This was known as "the most decorative honeypot in Ireland". The jewel in the crown of all the places to stay in Ireland, it was famous for the "raffish weekends" thrown there by the present owner's mother, Oonagh Guinness, one of the "Golden Guinness girls", and it features colourfully in Lord Bath's memoirs. It has also been used as a setting for many films, most recently King Arthur.
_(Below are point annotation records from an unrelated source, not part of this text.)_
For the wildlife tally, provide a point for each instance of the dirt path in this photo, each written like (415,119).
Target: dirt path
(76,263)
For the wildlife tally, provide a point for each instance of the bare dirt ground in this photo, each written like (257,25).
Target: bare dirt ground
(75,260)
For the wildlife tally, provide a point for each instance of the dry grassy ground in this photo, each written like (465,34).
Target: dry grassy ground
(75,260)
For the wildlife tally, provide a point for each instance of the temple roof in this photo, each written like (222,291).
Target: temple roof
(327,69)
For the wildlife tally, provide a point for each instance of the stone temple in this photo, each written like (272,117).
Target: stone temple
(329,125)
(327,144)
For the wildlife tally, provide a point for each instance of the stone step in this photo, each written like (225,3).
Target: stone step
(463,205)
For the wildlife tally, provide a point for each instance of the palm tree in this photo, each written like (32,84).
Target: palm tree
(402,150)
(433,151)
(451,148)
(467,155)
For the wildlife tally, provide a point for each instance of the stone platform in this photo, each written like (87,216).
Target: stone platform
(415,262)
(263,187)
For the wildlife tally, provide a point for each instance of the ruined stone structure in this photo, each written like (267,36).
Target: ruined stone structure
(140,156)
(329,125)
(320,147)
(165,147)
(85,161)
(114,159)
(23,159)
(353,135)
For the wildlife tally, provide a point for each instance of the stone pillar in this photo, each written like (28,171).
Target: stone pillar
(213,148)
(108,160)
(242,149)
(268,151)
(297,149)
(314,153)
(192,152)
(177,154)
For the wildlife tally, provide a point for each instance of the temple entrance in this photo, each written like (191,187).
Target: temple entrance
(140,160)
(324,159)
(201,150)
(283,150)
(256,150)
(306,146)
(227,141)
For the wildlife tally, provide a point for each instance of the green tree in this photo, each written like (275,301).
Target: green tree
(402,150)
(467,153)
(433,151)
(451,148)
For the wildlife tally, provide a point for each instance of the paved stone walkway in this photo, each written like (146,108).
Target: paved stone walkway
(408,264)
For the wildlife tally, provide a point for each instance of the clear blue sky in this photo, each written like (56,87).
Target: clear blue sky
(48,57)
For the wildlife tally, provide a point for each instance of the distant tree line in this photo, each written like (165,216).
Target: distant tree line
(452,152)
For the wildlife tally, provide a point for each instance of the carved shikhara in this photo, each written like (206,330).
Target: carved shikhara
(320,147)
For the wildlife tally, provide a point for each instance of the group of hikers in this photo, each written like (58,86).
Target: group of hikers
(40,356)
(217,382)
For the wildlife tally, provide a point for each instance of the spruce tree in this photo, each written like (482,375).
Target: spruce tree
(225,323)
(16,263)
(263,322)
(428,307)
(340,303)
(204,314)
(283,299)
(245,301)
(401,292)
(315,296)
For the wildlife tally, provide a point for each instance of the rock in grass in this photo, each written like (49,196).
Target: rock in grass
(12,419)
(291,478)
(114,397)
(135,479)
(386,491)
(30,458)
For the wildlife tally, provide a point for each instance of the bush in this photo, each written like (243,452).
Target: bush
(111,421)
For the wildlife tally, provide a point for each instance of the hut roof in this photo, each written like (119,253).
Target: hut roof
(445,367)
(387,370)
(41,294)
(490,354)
In 1790 Peter Latouche, the Dublin banker, acquired the lands of Upper and Lower Rathdown. It is on these lands that much of modern Greystones is situated. He set about improving the houses and grounds, sparing no expense to make it the ultimate in glamorous grandeur. This was his hunting lodge and holiday home set deep in the Wicklow mountains. Peter allowed the house to be used by "respectable strangers, wherein the spirit of Irish hospitality, beds, and attendants are provided". This tradition of hospitality at Luggala extends to this day under the present owner
The main bedroom is on the ground floor, as is a sitting room with a huge plasma tv, a drawing room, dining room and kitchen. The library is in the courtyard as is the indoor pool. Up one flight of stairs there is a bedroom with a four poster bed and its own bathroom. from the landing a staircase leads to a twin room, also with a bathroom. To the left is a double bedroom with two doors - one onto a corridor that leads to the second staircase and a twin bedded shamrock room and a single bedded shamrock room and two bathrooms to serve the three bedrooms. At the end of this corridor is the minstrels gallery. From the minstrels' gallery one can go down to another bedroom with a bathroom, overlooking the courtyard.